The team studied the secondary electron yield (SEY) of copper foam to gain insight into the extent of yield suppression by porous structures. Entitled “Secondary Electron Emission from Reticulated Cellular Copper Surfaces” (doi: 10.1063/5.0015528) the paper compares the results of secondary electron measurements taken in the electric propulsion laboratories at The Aerospace Corporation in El Segundo, CA with ray-tracing Monte Carlo simulations. The two methods found good agreement and helped the team conclude the reticulated structures examined caused a 20% reduction in SEY. Additionally, the team found that the SEY becomes nearly independent of the incident electron energy above 200 eV for steep angles of incidence. According to the paper, “Such phenomena have a direct impact on the lifetime and effectiveness of scanning electron microscopes (SEMs), particle accelerators, plasma TV displays, waveguides, and satellites.”
When asked about his thoughts regarding the article being featured as the cover of the journal Dickstein commented, “It was gratifying enough to have the paper published. Seeing it make the cover was unexpected and an honor.” The Ph.D. candidate went on to share that “the primary goal should be to disseminate your research so someone out there can benefit. It could be a fellow researcher who is able to validate their work by comparing against yours or an engineer who improves their design after gaining insight your publication was able to provide.”
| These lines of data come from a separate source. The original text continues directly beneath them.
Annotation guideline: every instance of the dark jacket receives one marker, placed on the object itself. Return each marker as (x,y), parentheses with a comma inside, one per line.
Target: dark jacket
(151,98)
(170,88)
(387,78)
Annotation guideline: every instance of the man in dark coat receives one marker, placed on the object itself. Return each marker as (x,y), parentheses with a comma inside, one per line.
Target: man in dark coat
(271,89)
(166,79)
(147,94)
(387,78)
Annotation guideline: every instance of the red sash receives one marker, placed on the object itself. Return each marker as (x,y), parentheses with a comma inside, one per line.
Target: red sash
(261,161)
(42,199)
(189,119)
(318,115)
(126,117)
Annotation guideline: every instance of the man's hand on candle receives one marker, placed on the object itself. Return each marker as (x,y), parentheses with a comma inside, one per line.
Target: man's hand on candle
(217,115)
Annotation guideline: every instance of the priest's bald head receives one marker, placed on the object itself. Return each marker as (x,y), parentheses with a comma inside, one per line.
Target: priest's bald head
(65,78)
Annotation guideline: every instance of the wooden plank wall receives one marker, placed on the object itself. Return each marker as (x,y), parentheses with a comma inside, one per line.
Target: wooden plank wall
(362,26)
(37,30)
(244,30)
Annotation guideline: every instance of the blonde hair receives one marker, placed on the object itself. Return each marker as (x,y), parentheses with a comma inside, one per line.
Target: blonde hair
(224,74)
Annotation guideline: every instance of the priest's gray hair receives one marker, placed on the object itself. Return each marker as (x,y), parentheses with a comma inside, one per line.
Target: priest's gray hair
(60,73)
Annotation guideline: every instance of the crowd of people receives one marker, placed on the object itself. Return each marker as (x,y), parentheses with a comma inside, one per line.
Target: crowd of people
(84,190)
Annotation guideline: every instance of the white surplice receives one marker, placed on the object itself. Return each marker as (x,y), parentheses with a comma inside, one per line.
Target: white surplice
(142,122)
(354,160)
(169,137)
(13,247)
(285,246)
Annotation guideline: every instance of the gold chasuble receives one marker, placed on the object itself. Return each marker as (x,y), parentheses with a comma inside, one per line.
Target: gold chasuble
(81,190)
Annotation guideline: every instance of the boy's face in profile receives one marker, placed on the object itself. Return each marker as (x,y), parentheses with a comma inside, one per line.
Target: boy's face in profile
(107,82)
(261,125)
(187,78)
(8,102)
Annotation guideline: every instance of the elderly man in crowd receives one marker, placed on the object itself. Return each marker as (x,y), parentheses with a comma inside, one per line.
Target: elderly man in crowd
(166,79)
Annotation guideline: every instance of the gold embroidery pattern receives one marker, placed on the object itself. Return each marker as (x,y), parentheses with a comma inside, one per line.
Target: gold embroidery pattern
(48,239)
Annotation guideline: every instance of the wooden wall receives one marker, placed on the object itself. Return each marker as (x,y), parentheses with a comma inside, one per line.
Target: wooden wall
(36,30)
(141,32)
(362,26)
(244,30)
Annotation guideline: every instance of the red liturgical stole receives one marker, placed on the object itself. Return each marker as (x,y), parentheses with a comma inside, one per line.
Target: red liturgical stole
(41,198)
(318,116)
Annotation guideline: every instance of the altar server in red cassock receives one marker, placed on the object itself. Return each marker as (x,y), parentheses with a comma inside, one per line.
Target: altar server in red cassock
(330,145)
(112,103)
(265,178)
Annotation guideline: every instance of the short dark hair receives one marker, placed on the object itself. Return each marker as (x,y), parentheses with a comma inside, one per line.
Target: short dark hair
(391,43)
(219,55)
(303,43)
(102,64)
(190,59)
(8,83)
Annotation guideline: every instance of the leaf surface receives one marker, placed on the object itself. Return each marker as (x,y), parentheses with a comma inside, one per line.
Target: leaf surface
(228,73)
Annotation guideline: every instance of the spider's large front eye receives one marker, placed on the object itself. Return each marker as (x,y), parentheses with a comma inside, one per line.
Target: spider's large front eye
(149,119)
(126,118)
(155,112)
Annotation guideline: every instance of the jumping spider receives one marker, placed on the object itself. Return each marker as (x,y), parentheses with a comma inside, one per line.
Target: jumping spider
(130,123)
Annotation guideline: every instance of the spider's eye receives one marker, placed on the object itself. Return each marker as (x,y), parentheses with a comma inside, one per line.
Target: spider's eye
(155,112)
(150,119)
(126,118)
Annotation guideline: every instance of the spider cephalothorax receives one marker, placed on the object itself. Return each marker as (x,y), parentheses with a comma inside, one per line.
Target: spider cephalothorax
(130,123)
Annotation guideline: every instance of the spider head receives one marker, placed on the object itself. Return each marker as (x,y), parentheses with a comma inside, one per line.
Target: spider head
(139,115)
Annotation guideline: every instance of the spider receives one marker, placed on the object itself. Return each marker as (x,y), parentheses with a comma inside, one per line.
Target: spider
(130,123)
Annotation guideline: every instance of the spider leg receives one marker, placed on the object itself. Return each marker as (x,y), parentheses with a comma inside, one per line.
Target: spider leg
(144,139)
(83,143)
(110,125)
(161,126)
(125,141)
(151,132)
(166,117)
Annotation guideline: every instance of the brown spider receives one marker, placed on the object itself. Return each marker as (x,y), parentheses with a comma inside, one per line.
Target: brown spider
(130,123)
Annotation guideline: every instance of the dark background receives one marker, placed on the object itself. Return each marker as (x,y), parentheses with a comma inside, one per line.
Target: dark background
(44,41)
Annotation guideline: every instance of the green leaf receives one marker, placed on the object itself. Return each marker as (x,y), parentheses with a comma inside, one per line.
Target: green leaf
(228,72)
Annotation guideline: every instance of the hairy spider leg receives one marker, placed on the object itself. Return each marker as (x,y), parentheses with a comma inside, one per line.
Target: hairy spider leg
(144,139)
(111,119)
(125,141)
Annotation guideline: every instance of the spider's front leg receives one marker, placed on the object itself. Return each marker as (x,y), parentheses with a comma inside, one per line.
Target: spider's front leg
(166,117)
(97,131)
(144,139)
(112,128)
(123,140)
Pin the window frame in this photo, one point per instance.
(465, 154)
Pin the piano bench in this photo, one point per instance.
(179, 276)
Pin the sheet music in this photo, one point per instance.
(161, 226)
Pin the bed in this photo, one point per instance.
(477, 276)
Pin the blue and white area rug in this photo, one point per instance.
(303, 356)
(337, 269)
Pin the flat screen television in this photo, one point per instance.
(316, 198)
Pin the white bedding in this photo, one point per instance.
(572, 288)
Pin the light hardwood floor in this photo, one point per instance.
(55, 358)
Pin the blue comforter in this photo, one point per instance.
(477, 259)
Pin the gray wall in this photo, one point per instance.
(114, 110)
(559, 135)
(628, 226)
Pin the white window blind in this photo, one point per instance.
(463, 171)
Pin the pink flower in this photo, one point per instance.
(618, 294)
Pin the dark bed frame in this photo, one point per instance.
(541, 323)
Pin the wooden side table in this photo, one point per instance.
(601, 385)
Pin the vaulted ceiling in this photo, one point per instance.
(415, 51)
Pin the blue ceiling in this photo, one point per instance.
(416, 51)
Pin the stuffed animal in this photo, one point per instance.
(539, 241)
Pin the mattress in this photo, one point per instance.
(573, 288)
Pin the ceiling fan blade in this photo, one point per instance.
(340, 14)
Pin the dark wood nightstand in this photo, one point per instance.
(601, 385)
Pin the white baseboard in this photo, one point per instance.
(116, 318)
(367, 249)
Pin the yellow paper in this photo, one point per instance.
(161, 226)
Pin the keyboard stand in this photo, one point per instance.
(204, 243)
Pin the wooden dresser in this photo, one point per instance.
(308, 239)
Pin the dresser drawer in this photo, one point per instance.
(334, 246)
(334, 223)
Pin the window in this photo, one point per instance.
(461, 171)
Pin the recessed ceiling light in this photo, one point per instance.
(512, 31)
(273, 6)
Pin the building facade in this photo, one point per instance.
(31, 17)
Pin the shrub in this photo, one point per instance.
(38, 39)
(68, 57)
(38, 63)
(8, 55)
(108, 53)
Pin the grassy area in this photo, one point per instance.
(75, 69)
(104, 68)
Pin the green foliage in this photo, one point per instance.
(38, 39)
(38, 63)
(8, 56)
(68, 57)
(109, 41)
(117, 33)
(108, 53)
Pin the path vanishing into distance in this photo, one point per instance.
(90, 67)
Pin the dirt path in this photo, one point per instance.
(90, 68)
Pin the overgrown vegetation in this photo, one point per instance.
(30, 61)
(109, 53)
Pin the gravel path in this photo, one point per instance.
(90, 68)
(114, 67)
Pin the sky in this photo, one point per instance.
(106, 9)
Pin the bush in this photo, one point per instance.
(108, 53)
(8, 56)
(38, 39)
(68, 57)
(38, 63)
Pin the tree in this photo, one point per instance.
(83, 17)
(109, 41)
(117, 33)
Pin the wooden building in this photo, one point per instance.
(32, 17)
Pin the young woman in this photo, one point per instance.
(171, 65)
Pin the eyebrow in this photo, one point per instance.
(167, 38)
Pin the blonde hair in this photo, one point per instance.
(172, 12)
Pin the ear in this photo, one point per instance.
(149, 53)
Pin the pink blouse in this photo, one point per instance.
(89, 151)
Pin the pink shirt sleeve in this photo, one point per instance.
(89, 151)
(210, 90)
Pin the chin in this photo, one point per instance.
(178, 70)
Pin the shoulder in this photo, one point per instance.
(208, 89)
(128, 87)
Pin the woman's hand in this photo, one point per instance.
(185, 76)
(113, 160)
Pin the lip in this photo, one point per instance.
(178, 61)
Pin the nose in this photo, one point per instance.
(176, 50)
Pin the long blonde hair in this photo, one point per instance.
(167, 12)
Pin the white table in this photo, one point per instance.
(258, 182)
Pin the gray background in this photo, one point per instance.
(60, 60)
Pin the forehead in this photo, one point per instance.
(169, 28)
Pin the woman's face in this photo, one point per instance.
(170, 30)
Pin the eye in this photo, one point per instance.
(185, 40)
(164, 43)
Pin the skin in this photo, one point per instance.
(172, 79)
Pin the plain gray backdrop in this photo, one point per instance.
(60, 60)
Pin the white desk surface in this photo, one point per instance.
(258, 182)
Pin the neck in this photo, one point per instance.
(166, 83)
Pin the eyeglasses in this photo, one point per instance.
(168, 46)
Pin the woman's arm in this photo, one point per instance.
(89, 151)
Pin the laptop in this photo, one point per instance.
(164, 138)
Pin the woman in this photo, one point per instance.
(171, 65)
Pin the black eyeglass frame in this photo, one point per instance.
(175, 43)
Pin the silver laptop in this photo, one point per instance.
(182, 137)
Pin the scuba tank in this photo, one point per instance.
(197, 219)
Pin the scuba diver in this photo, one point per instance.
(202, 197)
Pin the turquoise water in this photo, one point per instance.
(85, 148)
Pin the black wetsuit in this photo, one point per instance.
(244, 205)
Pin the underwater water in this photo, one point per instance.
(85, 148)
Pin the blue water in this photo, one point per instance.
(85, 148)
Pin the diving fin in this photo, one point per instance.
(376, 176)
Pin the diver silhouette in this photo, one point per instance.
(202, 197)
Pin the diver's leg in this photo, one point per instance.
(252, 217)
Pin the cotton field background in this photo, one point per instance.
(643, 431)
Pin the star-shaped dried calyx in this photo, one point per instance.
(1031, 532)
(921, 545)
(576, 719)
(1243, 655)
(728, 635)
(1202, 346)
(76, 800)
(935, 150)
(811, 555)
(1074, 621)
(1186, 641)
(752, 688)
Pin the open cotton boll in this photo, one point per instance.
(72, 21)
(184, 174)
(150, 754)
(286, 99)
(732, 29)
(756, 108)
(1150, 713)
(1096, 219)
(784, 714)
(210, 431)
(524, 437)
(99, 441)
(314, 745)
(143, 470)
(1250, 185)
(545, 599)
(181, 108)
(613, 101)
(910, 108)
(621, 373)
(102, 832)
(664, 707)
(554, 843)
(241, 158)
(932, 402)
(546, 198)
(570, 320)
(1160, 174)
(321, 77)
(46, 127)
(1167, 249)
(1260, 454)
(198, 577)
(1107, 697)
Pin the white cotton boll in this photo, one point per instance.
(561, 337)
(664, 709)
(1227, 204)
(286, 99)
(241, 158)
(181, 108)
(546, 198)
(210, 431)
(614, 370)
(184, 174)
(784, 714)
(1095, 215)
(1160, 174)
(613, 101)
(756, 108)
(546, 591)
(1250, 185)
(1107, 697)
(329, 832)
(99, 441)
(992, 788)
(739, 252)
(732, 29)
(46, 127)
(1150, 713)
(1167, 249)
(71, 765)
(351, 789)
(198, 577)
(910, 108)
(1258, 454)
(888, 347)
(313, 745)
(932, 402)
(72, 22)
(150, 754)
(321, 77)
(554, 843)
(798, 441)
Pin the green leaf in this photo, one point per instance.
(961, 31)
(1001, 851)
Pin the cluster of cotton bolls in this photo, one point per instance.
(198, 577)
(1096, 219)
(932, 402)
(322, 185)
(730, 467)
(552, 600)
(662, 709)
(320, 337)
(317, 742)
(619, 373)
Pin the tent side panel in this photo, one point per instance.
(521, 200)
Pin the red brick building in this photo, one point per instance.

Regarding support Dickstein stated, “Not only was the internal team facilitative and unified in achieving its objectives, but the external support, from both the collaborators and the stakeholders, was key to finishing the project.” The efforts involved in producing this paper were funded by the Air Force Office of Scientific Research as well as the National Science Foundation which provides Dickstein’s graduate fellowship.